Throw a rock through a corporation's window?

Hey! For that last option, did you:

A. Think "right-fucking-on dude! smash the state! the people united will never be defeated!"

or

B. Think "Horrors! A rock going through a corporations' window! Now the state has every reason to crush legitimate dissent and blah, blah, mewl, whine ..."

If you answered A or B, then you're part of the problem.

Merry Whatever.

4 comments:

karen said...

We render the 1% irrelevant. We build communities, get to know our neighbours, we learn to take care of ourselves and each other. We stop being suspicious and fearful, because that is the wedge that drives us apart.

As MoS says, we must break our addiction to growth. We must break our addiction to stuff and to meaningless diversions. We have to stop being so lazy.

Montreal Simon said before Christmas that he wanted to start having a conversation about this, about making a better world. Let's start that conversation soon.

Owen Gray said...

They have lived for so long in an alternative universe, that they are beyond reach -- unless the whole house of cards comes down.

Sir Francis said...

...then you're part of the problem.

I often get asked "Yeah, but what can we do?" by people who feel powerless to change the status quo. One thing I urge (and something that everyone, even the most politically ill-informed, can do) is to consistently think and speak of our political and corporate elites, not in the refined terms of the policy differences we may have with them, but in the raw terms of their fundamental illegitimacy.

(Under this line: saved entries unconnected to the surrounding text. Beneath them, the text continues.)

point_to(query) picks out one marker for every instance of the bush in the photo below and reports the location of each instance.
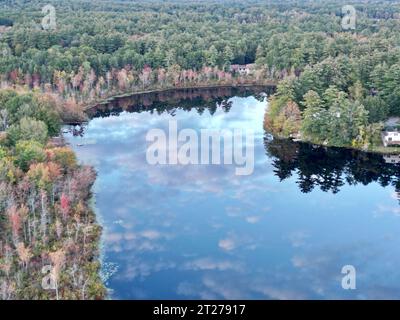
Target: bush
(28, 129)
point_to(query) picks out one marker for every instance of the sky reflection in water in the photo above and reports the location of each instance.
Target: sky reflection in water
(181, 232)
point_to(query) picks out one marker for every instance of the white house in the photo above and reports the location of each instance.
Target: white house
(390, 138)
(243, 70)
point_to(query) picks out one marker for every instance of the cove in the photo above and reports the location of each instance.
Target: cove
(202, 232)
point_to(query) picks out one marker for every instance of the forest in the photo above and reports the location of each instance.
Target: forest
(335, 87)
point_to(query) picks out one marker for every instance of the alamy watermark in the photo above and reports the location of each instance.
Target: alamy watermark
(186, 147)
(349, 17)
(349, 279)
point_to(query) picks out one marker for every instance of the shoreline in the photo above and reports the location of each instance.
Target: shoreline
(162, 90)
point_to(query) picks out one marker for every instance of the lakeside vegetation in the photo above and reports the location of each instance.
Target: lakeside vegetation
(336, 88)
(49, 236)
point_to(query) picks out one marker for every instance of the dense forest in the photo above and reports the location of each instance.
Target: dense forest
(335, 86)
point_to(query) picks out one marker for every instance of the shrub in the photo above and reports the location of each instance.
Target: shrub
(28, 152)
(28, 129)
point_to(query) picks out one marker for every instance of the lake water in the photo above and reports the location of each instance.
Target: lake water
(203, 232)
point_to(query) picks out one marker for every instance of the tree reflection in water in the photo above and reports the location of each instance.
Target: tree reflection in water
(329, 168)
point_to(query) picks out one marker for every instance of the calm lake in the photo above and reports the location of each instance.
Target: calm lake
(203, 232)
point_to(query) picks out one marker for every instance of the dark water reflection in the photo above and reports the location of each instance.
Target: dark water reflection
(284, 232)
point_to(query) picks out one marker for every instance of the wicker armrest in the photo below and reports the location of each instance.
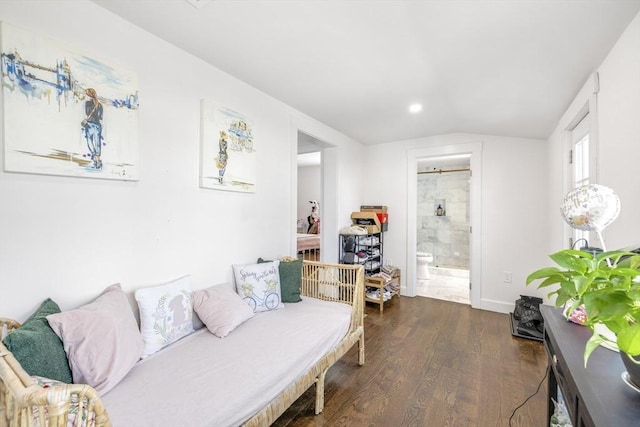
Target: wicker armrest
(23, 401)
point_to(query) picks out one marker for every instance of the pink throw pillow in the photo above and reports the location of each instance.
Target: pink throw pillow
(101, 339)
(220, 309)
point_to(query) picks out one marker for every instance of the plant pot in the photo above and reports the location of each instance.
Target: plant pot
(633, 369)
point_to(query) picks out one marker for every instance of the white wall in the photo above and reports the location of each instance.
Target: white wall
(69, 238)
(513, 208)
(617, 124)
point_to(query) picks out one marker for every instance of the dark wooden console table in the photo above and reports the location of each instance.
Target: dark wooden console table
(596, 396)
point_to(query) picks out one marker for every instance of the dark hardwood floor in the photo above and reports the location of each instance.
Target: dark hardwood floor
(431, 363)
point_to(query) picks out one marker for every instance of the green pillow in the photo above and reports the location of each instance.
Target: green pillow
(290, 278)
(38, 349)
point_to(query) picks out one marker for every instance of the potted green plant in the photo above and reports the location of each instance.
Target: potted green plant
(607, 285)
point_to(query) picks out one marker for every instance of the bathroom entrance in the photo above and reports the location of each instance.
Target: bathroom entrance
(443, 227)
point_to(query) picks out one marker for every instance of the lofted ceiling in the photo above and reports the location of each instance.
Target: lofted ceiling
(501, 67)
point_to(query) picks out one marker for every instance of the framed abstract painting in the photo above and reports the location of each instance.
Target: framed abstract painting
(227, 154)
(66, 112)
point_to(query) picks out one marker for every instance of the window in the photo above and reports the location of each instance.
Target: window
(580, 164)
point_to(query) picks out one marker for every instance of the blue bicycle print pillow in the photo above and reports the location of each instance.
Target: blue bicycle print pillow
(259, 285)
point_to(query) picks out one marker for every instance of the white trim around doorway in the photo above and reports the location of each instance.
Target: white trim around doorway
(474, 149)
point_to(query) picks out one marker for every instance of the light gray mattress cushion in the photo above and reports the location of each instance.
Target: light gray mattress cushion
(203, 380)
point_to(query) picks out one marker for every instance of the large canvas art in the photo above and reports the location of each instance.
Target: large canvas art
(228, 153)
(66, 112)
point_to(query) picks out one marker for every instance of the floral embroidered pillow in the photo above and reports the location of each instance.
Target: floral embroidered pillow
(166, 313)
(259, 285)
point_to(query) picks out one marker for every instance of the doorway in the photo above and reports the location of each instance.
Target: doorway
(309, 197)
(474, 151)
(443, 228)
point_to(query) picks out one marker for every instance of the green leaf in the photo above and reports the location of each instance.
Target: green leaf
(542, 273)
(629, 340)
(591, 345)
(572, 260)
(551, 281)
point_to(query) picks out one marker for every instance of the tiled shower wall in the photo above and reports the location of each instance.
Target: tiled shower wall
(446, 237)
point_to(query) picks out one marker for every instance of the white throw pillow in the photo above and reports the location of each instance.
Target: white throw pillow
(259, 285)
(166, 313)
(221, 309)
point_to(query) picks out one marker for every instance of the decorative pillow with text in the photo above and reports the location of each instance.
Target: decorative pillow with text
(259, 285)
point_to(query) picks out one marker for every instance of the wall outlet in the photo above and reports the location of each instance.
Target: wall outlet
(507, 276)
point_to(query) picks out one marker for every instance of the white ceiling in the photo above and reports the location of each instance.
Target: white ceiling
(498, 67)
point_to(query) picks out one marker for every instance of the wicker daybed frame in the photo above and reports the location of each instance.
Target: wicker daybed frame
(25, 403)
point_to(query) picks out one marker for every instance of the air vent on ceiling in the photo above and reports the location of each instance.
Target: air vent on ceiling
(198, 4)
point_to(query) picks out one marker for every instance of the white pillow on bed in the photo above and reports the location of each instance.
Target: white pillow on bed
(221, 309)
(166, 313)
(259, 285)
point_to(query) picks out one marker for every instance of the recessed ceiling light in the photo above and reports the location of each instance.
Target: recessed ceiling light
(198, 3)
(415, 108)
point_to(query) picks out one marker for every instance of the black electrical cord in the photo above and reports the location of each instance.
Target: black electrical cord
(527, 399)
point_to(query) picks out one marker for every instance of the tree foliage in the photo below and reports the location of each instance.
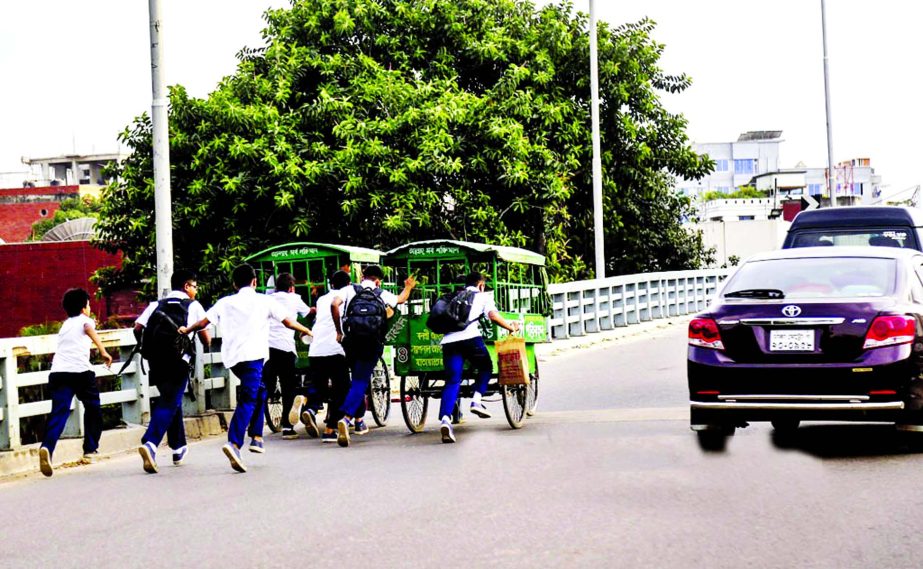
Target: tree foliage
(378, 122)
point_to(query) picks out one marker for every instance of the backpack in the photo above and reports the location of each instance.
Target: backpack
(450, 312)
(160, 342)
(365, 315)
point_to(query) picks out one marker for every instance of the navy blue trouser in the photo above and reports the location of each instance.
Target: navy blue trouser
(362, 361)
(454, 355)
(167, 412)
(64, 387)
(249, 412)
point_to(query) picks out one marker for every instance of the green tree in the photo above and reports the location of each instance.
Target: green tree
(71, 208)
(377, 122)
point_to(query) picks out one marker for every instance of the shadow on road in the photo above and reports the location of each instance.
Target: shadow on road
(849, 441)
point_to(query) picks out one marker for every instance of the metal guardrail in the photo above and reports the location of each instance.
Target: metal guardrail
(134, 392)
(580, 308)
(585, 307)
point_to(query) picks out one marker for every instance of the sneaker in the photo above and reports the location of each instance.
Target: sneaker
(343, 426)
(448, 435)
(44, 461)
(233, 454)
(295, 412)
(309, 418)
(479, 410)
(179, 455)
(148, 454)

The more Americanised we become, the more we become imbued with Americans' reflexively reverential attitude to power structures. Normalising and mainstreaming contempt for those structures in the way we live and speak on a daily basis (rather than just camping out on Nathan Phillips Square for a few weeks) is crucial. It needs to become a habit.

thwap said...

karen,

I'm working on two campaigns. One to mock the fuck out of Rob Ford and de-legitimize the very idea of his legitimacy.

The other is against harper.

I'm also writing a presentation that I want to bring to people in the 3-d world.

Owen Gray,

You're entirely correct. Why should the elites stop now? Everything always goes their way. They're in a bubble and they won't notice they've cut the floor out from under themselves until it's too late.

Then, amid the ruins, there'll be a new group of winners, who will imagine that all is for the best in this the best of all possible worlds.

Sir Francis,

Canadians used to be described a little less than half a century ago as more deferential to authority than US-Americans. But I think as you do, that things have changed.

It's strange. Whether REpug or Democrat, they treat their opposite number with contempt. (Talking about Clinton's penis or Obama's birth certificate or, ..um Reagan and bush II's utter stupidity) but then they all line up and do what they're told anyway.